Very high impedance DVMs (read: most cheap meters) are particularly prone to picking up "phantom voltage". There is voltage there, but possible current is so tiny that it's incapable of even moving the meter movement on an analog meter.

That lines up with the fact that you had the panel changed. A problem at the panel would make sense.

While you're in here, deal with that socket

Modern society isn't safe by accident. A lot of work was done to make society safer. But that's only true if things have been modernized! NEMA 10 has not.

So, there are several paths to getting rid of the NEMA 10 socket and convert to NEMA 14.

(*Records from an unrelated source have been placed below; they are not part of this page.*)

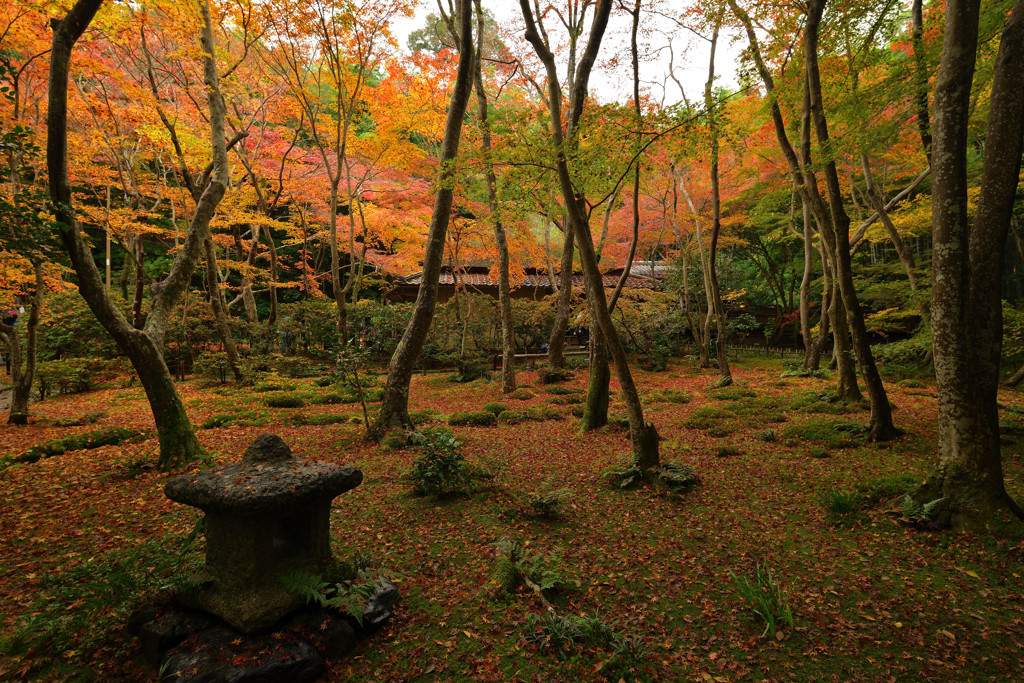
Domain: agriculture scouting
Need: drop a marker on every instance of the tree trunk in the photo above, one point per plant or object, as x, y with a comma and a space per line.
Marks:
716, 225
504, 289
557, 342
595, 412
881, 427
967, 314
178, 444
642, 435
805, 291
394, 408
23, 372
220, 307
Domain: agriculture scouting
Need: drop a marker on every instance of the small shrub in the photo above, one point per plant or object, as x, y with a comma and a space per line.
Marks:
763, 594
496, 409
841, 507
284, 400
473, 419
554, 375
441, 470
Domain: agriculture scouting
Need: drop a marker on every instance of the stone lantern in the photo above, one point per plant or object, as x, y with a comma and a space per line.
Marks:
267, 516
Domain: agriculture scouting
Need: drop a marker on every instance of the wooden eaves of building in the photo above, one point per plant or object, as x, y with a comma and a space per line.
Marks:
476, 280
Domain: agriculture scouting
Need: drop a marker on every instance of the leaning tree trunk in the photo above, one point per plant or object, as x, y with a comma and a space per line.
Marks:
556, 345
716, 225
23, 372
967, 314
643, 435
881, 427
178, 444
219, 307
504, 288
394, 408
810, 363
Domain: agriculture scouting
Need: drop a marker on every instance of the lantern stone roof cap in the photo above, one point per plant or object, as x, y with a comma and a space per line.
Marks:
267, 479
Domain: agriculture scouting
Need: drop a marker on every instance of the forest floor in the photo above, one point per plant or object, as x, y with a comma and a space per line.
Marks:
872, 597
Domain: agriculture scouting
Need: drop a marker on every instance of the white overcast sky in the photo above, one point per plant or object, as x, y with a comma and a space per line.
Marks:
690, 68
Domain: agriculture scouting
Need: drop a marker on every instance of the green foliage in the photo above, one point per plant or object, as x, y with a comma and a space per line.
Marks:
706, 418
564, 636
841, 508
919, 513
282, 399
469, 369
827, 433
239, 419
213, 366
515, 565
300, 419
496, 409
546, 501
678, 477
428, 415
78, 605
87, 419
669, 396
85, 441
349, 595
763, 594
441, 470
473, 419
554, 375
72, 375
814, 401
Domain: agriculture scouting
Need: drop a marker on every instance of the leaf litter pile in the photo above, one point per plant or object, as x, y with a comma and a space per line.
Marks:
546, 572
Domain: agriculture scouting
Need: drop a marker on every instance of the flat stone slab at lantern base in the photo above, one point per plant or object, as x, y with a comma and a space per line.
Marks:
267, 516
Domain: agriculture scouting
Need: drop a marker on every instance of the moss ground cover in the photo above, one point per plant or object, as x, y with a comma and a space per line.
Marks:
871, 598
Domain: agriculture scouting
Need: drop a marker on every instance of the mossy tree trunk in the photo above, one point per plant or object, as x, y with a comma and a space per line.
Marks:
178, 444
23, 365
643, 435
394, 407
504, 287
967, 313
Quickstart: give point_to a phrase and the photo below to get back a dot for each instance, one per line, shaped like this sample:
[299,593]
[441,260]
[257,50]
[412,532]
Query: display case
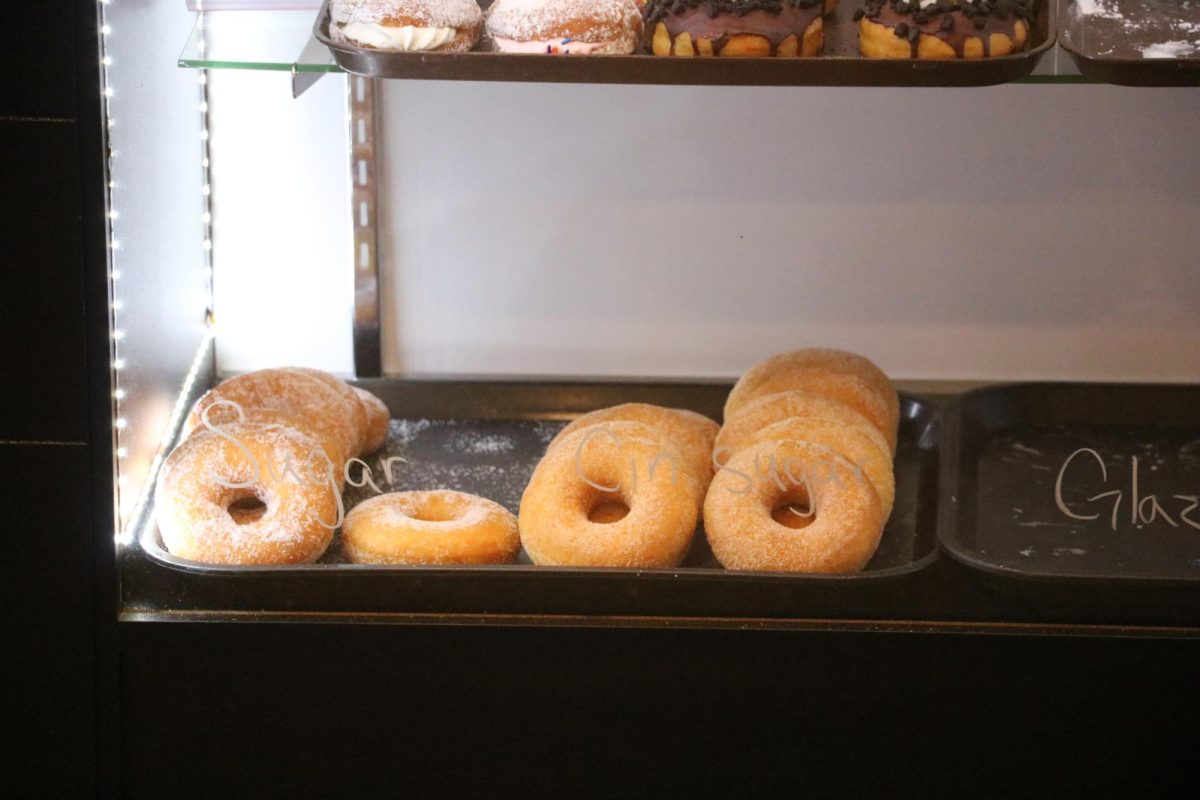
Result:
[363,246]
[495,245]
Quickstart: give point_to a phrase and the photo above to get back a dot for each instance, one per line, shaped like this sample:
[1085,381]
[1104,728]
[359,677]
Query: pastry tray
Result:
[1107,43]
[1023,465]
[839,66]
[486,438]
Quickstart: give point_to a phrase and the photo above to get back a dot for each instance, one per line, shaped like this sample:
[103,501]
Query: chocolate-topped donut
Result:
[943,29]
[735,28]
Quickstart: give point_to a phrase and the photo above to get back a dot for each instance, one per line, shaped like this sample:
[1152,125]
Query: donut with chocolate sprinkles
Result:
[945,29]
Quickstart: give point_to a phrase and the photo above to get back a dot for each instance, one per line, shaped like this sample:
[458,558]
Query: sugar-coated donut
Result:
[849,390]
[407,25]
[207,480]
[690,433]
[789,506]
[223,414]
[610,495]
[564,26]
[431,527]
[289,391]
[943,29]
[378,420]
[735,28]
[774,408]
[354,409]
[769,376]
[851,441]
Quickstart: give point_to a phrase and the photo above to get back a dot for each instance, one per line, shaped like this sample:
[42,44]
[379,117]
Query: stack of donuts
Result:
[803,475]
[887,29]
[805,456]
[258,474]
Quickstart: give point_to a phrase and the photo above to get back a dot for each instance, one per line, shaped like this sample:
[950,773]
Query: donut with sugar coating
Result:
[753,523]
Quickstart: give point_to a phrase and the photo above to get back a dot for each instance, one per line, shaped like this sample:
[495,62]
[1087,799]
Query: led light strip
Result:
[120,422]
[114,302]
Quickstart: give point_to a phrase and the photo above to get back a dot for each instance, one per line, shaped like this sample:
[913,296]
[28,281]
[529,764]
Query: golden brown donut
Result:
[943,29]
[735,28]
[851,441]
[693,434]
[564,26]
[354,409]
[210,485]
[769,376]
[610,495]
[432,527]
[775,408]
[407,25]
[222,414]
[289,391]
[850,390]
[789,506]
[378,420]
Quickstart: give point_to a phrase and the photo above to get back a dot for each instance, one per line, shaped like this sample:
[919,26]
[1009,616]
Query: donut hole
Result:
[607,510]
[793,510]
[246,509]
[435,510]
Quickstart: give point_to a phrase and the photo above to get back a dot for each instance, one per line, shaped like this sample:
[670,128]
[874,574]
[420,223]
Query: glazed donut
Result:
[407,25]
[432,527]
[736,28]
[851,441]
[378,420]
[289,391]
[223,414]
[693,434]
[792,506]
[564,26]
[943,29]
[354,408]
[775,408]
[769,377]
[207,480]
[610,495]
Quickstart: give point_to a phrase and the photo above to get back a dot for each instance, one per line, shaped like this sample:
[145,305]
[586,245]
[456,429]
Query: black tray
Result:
[839,66]
[1108,48]
[486,438]
[1007,447]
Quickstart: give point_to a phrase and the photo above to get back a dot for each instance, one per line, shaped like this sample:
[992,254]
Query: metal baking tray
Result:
[1023,467]
[486,437]
[839,66]
[1107,38]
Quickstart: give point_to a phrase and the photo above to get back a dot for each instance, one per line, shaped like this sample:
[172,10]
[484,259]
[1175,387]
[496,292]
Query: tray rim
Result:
[976,72]
[149,546]
[951,481]
[1143,71]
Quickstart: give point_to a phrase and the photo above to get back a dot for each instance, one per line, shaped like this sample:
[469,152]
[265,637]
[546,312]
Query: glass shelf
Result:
[282,41]
[279,41]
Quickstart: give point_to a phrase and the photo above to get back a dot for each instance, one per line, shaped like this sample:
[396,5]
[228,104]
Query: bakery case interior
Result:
[624,335]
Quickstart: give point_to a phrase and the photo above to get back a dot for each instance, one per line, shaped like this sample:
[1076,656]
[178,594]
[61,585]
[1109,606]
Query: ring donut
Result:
[772,376]
[771,409]
[289,391]
[850,441]
[693,434]
[354,409]
[244,495]
[432,527]
[378,420]
[792,506]
[610,495]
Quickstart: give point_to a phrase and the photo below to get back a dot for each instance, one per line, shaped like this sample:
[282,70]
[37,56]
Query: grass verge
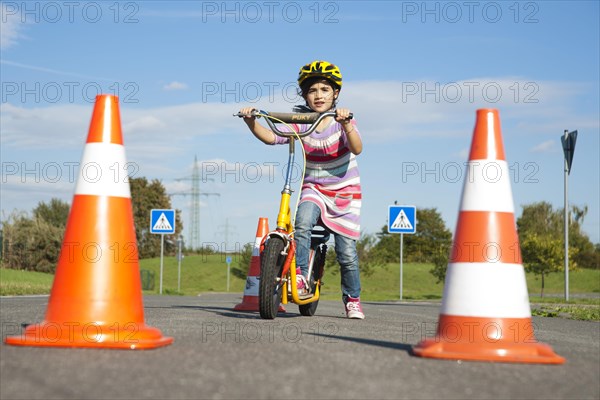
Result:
[200,274]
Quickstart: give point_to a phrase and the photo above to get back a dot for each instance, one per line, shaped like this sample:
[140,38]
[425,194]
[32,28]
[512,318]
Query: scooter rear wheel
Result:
[270,288]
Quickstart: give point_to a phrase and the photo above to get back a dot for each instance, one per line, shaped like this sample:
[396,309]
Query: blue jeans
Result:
[307,216]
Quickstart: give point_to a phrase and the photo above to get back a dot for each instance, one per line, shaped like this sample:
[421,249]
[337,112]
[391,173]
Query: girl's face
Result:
[321,96]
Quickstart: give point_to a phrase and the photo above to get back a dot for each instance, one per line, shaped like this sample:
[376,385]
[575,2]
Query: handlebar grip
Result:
[301,118]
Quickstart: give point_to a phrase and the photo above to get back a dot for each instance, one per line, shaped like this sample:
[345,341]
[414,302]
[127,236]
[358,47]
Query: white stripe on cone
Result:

  1. If the wire is illegal (solid bare neutral), replace the entire cable run.

  2. See if there's already a ground wire or metal conduit. Often that is lurking unused behind the NEMA 10.

  3. Retrofit a ground wire. That ground wire needs to be #10 and needn't go back to the panel; it can go to any other junction box that has a #10 back to the panel (air conditioner; water heater), or to any box with metal conduit back to the panel, or to any part of the Grounding Electrode System (the bare copper wires going from panel to water pipe or ground rods).

  4. Just don't hook up ground. Mark the cover plate GFCI Protected. No Equipment Ground. Then, fit a GFCI breaker in the panel.